Outre les avantages ci-dessus, être propriétaire d’une entreprise à l’étranger vous permet également de jouir d’une reddition des comptes bien moindres que celles des juridictions onshores. La plupart des juridictions offshores simplifient la création de son entreprise et facilitent leur gestion. En plus, aucune capitalisation restreinte ne vous est imposée. Cependant, pour créer une entreprise offshore ou acheter une entreprise à l’étranger, il est nécessaire de connaître les différents types d’entreprises offshores.

Les types de sociétés offshores

Entreprise à vendre à l’étranger - holding

Les sociétés offshores peuvent prendre différentes formes et chacune d’elles possèdent des caractéristiques propres qu’il faut absolument connaitre avant de s’engager sur la voie de la création ou de l’achat de société à l’étranger. On peut citer : les sociétés à capital social, les sociétés hybrides, les sociétés dormantes, Holding, les Internationaux Business Company (IBC), les sociétés à responsabilité limitée (SARL), Limited Liability Partnership (LLP) et bien d’autres types de structures.

Holding

D’après Wikipédia, « Un ou une holding ou société faitiers, souvent appelé société de portefeuille au Canada et en Belgique, est une société ayant pour vocation de regrouper des participations dans diverses sociétés et d’en assurer l’unité de direction ». En effet, il s’agit d’un type société qui tire sa particularité de plusieurs conventions internationales qui ont été signées par des pays très influents. C’est une société mère qui permet à un acteur financier, un organisme ou une entreprise de contrôler plusieurs autres sociétés (notamment nationales et internationales) dites : « filles » ; et cela, sans avoir besoin de s’afficher comme étant celle qui détient toutes ces sociétés filles. Il existe également deux sous-types de société holding telle que : la holding pure où la société mère n’exerce aucune activité ou service et le holding mixte où la société mère mène une activité qui lui est propre. Tous les pays offshores ne proposent pas ce type de société, mais si vous souhaitez créer une holding ; la Belgique, l’Espagne, Pays-Bas, l’île Maurice, la Grande-Bretagne, la Hongrie et la Suisse, sont des pays offshores où vous pourrez jouir efficacement de ce service.

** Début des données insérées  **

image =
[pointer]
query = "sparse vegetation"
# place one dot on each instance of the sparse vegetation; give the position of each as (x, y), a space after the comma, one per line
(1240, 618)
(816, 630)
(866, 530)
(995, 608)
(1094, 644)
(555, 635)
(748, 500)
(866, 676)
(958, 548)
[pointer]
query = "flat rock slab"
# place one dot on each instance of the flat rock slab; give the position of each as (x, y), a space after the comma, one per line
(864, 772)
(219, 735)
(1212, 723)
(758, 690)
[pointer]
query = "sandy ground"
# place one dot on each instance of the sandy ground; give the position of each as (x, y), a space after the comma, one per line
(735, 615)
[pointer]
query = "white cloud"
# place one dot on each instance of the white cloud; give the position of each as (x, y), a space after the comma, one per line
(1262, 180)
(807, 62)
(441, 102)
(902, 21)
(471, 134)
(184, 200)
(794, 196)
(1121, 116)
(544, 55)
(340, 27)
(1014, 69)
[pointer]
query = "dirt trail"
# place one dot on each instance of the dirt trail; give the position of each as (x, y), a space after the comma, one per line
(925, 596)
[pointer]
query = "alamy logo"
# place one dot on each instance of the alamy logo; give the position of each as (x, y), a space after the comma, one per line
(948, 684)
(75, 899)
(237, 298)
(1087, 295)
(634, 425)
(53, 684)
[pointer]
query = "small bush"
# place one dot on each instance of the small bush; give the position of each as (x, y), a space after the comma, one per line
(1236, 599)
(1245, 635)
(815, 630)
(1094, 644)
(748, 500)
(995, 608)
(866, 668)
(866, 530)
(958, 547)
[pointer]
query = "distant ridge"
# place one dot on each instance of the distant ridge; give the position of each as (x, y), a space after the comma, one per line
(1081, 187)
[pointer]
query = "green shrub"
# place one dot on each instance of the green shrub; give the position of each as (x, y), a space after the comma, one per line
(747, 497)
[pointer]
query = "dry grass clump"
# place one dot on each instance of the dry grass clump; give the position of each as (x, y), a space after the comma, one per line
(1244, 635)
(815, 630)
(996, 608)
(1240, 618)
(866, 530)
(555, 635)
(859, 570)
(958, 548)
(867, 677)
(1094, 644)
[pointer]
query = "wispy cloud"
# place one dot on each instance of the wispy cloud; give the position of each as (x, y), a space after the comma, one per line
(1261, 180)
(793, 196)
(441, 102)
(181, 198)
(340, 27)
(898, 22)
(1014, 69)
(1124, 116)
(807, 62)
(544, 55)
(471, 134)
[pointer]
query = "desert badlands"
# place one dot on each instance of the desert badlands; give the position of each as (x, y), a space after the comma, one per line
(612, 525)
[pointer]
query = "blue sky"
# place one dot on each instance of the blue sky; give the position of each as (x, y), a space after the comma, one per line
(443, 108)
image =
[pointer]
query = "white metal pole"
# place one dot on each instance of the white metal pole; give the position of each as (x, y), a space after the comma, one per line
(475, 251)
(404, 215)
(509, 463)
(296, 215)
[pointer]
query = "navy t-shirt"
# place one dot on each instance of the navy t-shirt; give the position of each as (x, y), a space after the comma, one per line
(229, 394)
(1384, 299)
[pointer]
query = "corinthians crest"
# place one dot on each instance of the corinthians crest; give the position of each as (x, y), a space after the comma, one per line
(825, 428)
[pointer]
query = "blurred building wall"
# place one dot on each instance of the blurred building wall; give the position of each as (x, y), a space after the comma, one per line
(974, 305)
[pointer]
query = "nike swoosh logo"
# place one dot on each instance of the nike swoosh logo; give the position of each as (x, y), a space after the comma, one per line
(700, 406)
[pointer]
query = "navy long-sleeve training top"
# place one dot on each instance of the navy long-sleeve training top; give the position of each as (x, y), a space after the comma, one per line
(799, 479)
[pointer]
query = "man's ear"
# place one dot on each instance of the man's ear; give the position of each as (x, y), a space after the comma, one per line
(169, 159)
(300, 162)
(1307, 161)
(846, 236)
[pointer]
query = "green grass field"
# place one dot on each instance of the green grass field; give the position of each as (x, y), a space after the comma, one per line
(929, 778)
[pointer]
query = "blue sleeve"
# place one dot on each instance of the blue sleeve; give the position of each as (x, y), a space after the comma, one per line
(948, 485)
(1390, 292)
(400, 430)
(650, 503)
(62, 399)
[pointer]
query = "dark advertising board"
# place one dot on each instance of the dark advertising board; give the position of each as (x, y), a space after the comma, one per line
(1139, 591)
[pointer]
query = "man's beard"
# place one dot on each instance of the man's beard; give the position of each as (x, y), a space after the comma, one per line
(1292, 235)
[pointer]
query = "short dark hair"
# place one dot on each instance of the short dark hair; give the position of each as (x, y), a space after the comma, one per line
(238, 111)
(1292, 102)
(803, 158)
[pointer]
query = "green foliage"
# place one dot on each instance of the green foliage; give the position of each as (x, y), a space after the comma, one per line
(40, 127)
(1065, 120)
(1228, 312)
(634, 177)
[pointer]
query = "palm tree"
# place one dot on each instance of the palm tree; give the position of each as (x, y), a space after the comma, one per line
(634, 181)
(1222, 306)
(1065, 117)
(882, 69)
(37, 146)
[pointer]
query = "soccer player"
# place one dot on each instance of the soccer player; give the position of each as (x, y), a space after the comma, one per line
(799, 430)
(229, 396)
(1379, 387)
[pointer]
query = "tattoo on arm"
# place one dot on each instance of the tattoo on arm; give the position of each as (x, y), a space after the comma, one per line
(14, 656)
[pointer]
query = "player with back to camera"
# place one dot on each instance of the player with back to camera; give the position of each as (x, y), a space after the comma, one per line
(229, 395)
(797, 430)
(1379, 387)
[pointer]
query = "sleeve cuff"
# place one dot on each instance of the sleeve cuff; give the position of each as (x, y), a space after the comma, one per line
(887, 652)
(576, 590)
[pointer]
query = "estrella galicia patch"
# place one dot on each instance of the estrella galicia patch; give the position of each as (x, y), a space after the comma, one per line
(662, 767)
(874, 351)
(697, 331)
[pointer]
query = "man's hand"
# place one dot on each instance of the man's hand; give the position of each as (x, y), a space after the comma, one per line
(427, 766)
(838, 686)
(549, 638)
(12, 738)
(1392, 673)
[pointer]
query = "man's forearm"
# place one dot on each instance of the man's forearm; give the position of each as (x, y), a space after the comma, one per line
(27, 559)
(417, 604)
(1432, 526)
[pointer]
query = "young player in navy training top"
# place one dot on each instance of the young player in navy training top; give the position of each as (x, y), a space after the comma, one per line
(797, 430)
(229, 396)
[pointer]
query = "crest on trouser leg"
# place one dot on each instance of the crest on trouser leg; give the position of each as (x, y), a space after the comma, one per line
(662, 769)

International Business Company (IBC)

C’est le type de société le plus utilisé pour créer une société offshore, elle a vu le jour après une législation particulière de multiples juridictions, qui ont fini par n’en retenir que quelques-unes. Les juridictions qui ont participé à cette législation sont : Seychelles, Belize, le Panama, les Bahamas, et les Iles Vierges Britanniques (BVI). Les pays offshores IBC n’imposent pas aux entreprises offshores des frais d’impôts sur le revenu gagné à l’étranger et garantissent une confidentialité de haut niveau. Les procédures dans ces pays sont souples, ce qui simplifie la création de la société.

Elles offrent des formalités simplifiées de constitution de sociétés, limitent la responsabilité de ses membres et favorisent l’exonération des impôts locaux. De plus, lorsque vous créez une entreprise offshore IBC, il est possible de ne pas vous voir attribuer des exigences de dépôts ni être tenu de comptabilité. C’est un type de société réputé pour sa tenue de déplacements offshore et pour l’optimisation des investissements immobiliers internationaux.

Limited LiabilityPartnership (LLP)

Encore appelé« Limited Liability Company » (LLC), c’est un type de société similaire à celui IBC. C’est une société à responsabilité limitée, mais qui est plus populaire sur les territoires tels que : Nevis et les États-Unis. Les pays offshores qui proposent ce type de société offrent aux acteurs une fiscalité intéressante, avantageuse et surtout transparente. Notons qu’elles fournissent également aux épargnants et acteurs financiers une responsabilité limitée.

En somme, plusieurs raisons peuvent amener une entreprise ou un acteur commercial à créer une société offshore. Et de la même façon, acheter une entreprise à vendre à l’étranger présente également beaucoup d’avantages.